Wheels Through Time has been hard at work on its ‘39 Rustoration project for some time and it’s getting closer and closer to completion. If you haven’t been following along, the bike is a 1939 Harley-Davidson EL Knucklehead from Indiana that, at one point, was in a fire and was completely disassembled in 1975. Thankfully, miraculously, the parts stayed together all these decades and it’s now coming back to life in Matt Walksler’s shop.
Although he hasn’t gone deep into the history of this bike in the videos so far, Walksler was crystal clear about wanting to keep the exterior patina on this bike in its present condition. Opinions will, of course, vary—but his feeling is that when a bike has lived a life, it makes sense to show it off, not try to hide it behind a better-than-showroom-fresh restoration.
When we last checked in on the ‘39 Rustoration, it was missing its cylinder heads, pushrods, exhaust, and a few other pieces here and there. In this video, we get to see the cylinder heads, pushrods, exhaust, and recovered seat go back on—along with the carburetor and accessory air cleaner.

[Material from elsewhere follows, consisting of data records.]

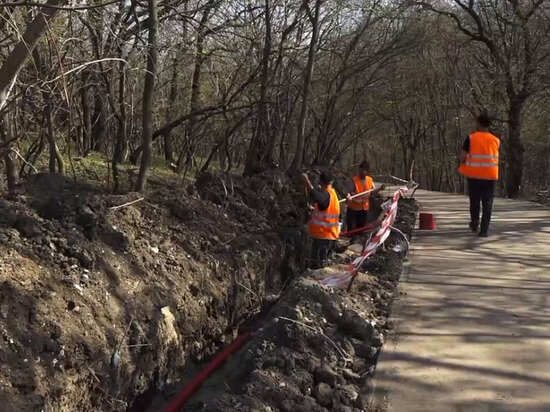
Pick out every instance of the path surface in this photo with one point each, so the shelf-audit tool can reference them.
(473, 326)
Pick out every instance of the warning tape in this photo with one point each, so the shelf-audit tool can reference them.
(344, 278)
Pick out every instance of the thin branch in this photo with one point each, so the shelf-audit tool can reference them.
(71, 8)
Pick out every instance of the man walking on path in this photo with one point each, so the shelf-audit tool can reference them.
(479, 163)
(324, 225)
(357, 214)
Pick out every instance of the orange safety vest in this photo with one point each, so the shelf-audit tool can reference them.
(361, 202)
(482, 161)
(325, 224)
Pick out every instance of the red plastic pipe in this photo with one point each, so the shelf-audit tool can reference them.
(191, 388)
(356, 231)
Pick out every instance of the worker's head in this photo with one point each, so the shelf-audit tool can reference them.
(483, 121)
(363, 169)
(325, 179)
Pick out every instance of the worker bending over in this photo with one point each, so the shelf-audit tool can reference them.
(324, 225)
(479, 163)
(357, 214)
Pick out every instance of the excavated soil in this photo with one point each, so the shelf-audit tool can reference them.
(316, 348)
(104, 308)
(101, 307)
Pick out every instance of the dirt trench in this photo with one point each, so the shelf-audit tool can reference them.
(103, 308)
(315, 349)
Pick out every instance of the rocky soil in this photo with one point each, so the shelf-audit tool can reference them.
(101, 306)
(316, 349)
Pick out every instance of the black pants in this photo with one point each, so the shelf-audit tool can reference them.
(320, 251)
(481, 191)
(356, 218)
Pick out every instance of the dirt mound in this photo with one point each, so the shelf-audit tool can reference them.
(316, 348)
(101, 306)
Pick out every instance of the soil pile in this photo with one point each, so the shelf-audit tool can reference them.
(316, 348)
(102, 306)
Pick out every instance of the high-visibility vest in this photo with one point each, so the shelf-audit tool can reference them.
(325, 224)
(482, 161)
(361, 202)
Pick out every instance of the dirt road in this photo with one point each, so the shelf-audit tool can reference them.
(472, 330)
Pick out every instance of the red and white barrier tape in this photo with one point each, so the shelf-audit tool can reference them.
(372, 245)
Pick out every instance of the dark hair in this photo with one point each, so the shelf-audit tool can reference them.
(484, 120)
(325, 178)
(364, 165)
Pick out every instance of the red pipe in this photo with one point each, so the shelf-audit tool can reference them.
(177, 404)
(356, 231)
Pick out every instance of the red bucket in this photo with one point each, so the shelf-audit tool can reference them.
(426, 221)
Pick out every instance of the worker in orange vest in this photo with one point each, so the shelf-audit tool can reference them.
(358, 214)
(324, 224)
(479, 163)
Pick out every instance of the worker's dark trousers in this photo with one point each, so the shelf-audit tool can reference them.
(356, 218)
(481, 191)
(320, 252)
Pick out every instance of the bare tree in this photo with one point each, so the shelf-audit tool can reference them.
(517, 46)
(148, 91)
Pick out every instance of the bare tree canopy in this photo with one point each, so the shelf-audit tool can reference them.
(242, 86)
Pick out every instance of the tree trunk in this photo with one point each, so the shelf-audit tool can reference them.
(195, 91)
(121, 141)
(306, 89)
(148, 89)
(255, 155)
(55, 156)
(514, 149)
(86, 122)
(21, 52)
(168, 150)
(11, 166)
(98, 121)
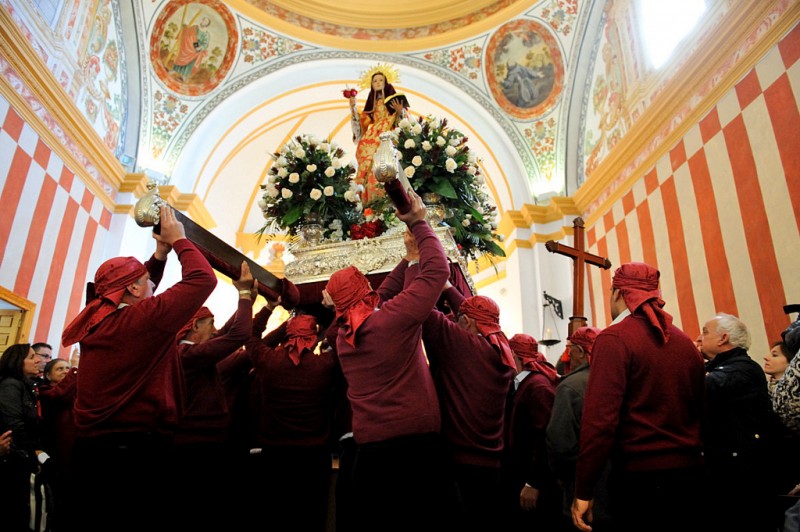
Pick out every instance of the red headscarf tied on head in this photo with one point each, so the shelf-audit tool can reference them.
(353, 298)
(201, 314)
(584, 337)
(301, 335)
(638, 284)
(526, 348)
(486, 314)
(110, 281)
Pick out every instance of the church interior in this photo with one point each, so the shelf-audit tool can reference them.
(685, 158)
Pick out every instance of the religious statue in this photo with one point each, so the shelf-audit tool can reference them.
(381, 113)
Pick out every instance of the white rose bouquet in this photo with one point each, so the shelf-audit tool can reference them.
(310, 181)
(436, 158)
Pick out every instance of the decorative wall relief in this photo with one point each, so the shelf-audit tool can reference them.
(193, 45)
(524, 68)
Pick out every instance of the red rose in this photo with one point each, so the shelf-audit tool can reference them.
(373, 228)
(356, 232)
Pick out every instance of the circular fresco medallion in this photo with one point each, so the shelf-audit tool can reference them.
(193, 45)
(524, 68)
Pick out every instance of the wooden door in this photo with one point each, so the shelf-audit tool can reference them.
(10, 322)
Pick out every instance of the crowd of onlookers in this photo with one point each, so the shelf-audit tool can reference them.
(431, 416)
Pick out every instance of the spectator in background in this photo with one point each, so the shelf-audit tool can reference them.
(775, 363)
(786, 404)
(741, 428)
(206, 494)
(44, 354)
(57, 397)
(18, 413)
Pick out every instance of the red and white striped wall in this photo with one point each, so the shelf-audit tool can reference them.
(52, 228)
(719, 215)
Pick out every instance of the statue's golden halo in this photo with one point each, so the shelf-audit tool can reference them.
(390, 71)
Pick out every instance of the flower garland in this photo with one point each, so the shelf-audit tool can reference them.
(436, 159)
(310, 182)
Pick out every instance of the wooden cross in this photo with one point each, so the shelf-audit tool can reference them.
(580, 258)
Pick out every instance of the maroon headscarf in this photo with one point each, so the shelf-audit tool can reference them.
(584, 337)
(201, 314)
(486, 314)
(110, 282)
(353, 298)
(638, 284)
(301, 335)
(290, 294)
(526, 348)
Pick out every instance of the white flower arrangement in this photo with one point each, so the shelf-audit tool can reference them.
(436, 158)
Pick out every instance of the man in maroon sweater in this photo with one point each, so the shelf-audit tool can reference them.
(130, 385)
(398, 470)
(643, 410)
(533, 494)
(472, 366)
(206, 494)
(300, 388)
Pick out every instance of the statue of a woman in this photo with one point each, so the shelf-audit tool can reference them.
(373, 120)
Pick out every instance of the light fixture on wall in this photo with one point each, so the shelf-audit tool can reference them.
(551, 308)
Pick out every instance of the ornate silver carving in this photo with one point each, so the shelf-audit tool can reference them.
(147, 211)
(370, 255)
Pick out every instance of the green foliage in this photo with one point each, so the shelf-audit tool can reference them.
(310, 180)
(436, 158)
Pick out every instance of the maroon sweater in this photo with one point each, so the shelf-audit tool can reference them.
(390, 387)
(527, 426)
(205, 415)
(130, 378)
(58, 420)
(644, 403)
(298, 403)
(472, 383)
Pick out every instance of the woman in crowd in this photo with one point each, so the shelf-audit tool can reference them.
(775, 363)
(57, 395)
(18, 413)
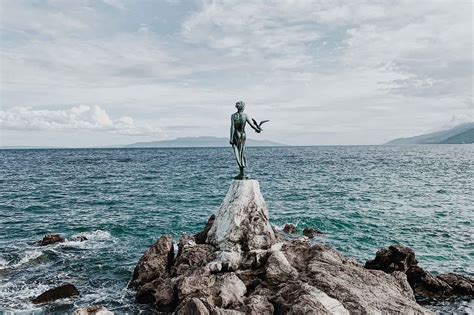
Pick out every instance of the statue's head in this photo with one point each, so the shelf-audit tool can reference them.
(240, 105)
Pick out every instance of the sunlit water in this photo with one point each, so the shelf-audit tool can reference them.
(362, 198)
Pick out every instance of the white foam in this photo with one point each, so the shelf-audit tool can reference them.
(26, 257)
(3, 262)
(97, 235)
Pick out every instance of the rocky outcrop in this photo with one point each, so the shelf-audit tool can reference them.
(51, 239)
(397, 258)
(93, 310)
(65, 291)
(241, 222)
(310, 232)
(242, 268)
(289, 228)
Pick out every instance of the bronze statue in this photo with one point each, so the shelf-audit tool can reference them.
(238, 121)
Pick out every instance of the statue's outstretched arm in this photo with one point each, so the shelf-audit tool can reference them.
(254, 126)
(231, 141)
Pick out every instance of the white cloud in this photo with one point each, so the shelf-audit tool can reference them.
(323, 72)
(78, 118)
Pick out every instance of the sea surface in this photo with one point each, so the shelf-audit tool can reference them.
(362, 198)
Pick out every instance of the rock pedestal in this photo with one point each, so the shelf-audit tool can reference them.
(241, 223)
(238, 265)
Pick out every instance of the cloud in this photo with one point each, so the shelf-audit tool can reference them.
(314, 68)
(78, 118)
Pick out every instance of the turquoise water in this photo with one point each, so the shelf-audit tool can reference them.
(362, 198)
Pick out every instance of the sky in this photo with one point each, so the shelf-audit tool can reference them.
(107, 72)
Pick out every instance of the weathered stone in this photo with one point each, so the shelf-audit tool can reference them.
(289, 228)
(80, 238)
(192, 255)
(192, 306)
(62, 292)
(223, 311)
(394, 258)
(278, 269)
(198, 283)
(51, 239)
(359, 290)
(258, 305)
(231, 290)
(302, 298)
(242, 220)
(93, 310)
(160, 291)
(251, 277)
(241, 268)
(423, 283)
(310, 232)
(202, 236)
(155, 263)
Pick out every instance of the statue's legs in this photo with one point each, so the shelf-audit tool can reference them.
(239, 153)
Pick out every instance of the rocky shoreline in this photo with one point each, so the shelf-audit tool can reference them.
(239, 264)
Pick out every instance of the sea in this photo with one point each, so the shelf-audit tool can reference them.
(362, 198)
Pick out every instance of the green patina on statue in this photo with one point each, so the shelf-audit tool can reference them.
(238, 121)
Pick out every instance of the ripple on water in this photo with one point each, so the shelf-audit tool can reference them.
(122, 200)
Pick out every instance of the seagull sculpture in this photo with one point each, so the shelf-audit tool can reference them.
(259, 125)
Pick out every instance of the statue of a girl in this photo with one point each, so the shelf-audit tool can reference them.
(237, 136)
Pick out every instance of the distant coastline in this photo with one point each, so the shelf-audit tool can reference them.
(184, 142)
(461, 134)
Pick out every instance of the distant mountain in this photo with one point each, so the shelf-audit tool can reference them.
(463, 133)
(199, 142)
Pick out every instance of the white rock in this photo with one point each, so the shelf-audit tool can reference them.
(93, 310)
(278, 269)
(242, 220)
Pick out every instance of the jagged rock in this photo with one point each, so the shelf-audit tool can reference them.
(202, 236)
(423, 283)
(242, 220)
(231, 290)
(461, 285)
(192, 306)
(161, 292)
(258, 304)
(80, 238)
(278, 269)
(310, 232)
(394, 258)
(302, 298)
(359, 290)
(51, 239)
(62, 292)
(289, 228)
(223, 311)
(93, 310)
(155, 263)
(190, 255)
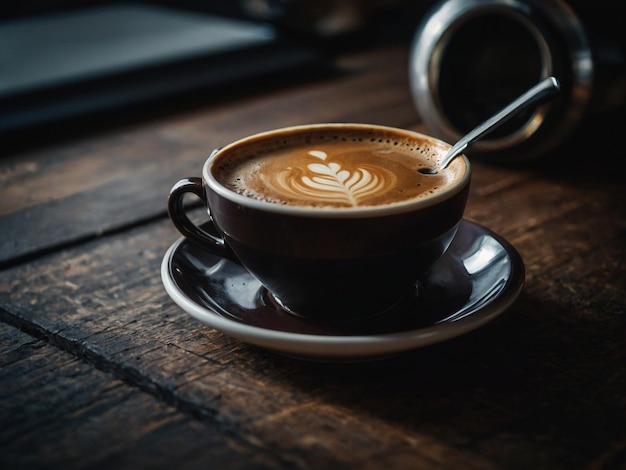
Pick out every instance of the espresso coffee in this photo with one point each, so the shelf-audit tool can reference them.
(336, 220)
(346, 169)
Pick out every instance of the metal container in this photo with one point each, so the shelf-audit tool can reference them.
(469, 58)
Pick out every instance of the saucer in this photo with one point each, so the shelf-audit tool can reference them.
(476, 280)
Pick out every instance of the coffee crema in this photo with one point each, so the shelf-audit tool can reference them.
(338, 173)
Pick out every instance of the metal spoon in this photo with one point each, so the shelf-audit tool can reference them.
(544, 90)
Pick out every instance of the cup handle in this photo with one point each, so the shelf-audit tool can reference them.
(185, 226)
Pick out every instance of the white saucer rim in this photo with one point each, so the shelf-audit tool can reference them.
(344, 346)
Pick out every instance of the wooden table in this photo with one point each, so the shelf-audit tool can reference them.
(100, 369)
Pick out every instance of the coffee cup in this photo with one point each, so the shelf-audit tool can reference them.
(335, 220)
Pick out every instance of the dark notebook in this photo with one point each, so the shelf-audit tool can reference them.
(70, 64)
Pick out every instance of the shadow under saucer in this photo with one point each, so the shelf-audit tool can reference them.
(479, 276)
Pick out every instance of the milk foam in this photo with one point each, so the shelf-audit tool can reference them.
(334, 172)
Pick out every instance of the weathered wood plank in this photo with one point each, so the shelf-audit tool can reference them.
(80, 189)
(526, 389)
(58, 411)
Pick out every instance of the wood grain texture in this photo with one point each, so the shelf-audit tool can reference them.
(93, 336)
(58, 411)
(81, 189)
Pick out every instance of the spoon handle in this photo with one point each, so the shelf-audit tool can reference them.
(543, 90)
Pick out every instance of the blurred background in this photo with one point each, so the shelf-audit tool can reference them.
(66, 59)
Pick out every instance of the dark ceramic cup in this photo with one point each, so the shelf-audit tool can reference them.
(335, 220)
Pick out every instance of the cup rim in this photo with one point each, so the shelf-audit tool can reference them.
(325, 212)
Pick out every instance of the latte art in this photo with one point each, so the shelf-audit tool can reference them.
(335, 171)
(332, 181)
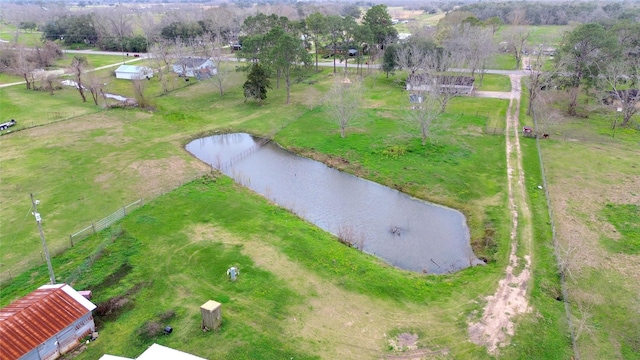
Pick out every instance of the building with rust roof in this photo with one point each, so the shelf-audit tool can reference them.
(45, 324)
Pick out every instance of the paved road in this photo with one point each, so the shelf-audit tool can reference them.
(96, 52)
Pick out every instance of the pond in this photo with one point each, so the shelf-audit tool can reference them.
(405, 232)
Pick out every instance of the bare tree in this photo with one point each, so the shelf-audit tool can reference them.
(413, 58)
(217, 56)
(474, 44)
(517, 38)
(161, 52)
(95, 85)
(49, 83)
(145, 21)
(139, 88)
(544, 113)
(78, 66)
(343, 102)
(425, 108)
(23, 66)
(618, 82)
(537, 78)
(518, 17)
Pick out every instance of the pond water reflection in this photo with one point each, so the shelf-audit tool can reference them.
(403, 231)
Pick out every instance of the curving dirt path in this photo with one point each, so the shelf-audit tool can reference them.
(496, 325)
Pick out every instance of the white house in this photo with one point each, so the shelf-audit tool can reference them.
(45, 324)
(461, 85)
(201, 68)
(131, 72)
(157, 352)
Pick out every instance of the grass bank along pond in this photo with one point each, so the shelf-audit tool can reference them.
(403, 231)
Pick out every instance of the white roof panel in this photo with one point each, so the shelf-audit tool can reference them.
(159, 352)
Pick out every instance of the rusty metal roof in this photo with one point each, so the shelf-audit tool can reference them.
(30, 321)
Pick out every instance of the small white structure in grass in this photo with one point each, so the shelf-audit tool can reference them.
(201, 68)
(157, 352)
(132, 72)
(233, 273)
(211, 315)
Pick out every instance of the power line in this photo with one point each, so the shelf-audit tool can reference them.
(34, 204)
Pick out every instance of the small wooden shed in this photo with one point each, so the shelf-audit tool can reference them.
(211, 314)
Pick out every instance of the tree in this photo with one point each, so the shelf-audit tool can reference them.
(316, 25)
(343, 102)
(494, 23)
(288, 55)
(95, 85)
(161, 52)
(28, 25)
(71, 29)
(218, 58)
(46, 54)
(425, 108)
(23, 66)
(257, 83)
(139, 87)
(474, 44)
(389, 62)
(349, 29)
(517, 38)
(362, 37)
(352, 10)
(585, 48)
(618, 81)
(335, 34)
(78, 66)
(379, 21)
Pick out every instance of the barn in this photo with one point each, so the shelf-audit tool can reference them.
(45, 324)
(195, 67)
(131, 72)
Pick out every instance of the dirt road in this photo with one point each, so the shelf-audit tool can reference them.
(496, 326)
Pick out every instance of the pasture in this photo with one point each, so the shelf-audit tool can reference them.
(301, 292)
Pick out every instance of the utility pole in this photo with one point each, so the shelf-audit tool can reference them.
(34, 204)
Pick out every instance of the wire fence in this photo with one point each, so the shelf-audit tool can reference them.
(94, 256)
(104, 223)
(8, 274)
(556, 247)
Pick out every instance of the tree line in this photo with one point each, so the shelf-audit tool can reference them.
(554, 13)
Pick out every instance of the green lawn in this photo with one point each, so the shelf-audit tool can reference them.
(8, 79)
(300, 293)
(503, 61)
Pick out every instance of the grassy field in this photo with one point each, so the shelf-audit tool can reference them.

Although Walksler chose to keep the exterior patina, all the mechanical bits are getting a full restoration as needed. Things like making sure the bores look good and have nice crosshatching, new valve seats, and so on are all being carefully ticked off the list, while the outside stays as crusty as makes sense for this build.
Interestingly, Walksler also says he thinks this could end up being the most correct bike that he’s put together so far, just because all the right parts came together at the right time. From new-old stock items to things he was able to source through his various connections, there are lots of rare parts that he’s brought together to make the ‘39 Rustoration a runner. Where that wasn’t possible—such as with the muffler on the exhaust—he was able to get an extremely good replica that he talks about a bit in this video. (The fishtail on the end, as well as the rest of the exhaust, are OEM Harley parts, though.)
There’s a particularly charming moment when he’s installing the pushrods on this engine, after he’s got the heads back in place. He pulls a screwdriver out and shows off the special divot his dad modified it with, just for the exact task of getting the pushrods into place on these engines. It’s not just bikes that tell stories—sometimes, it’s your tools, too.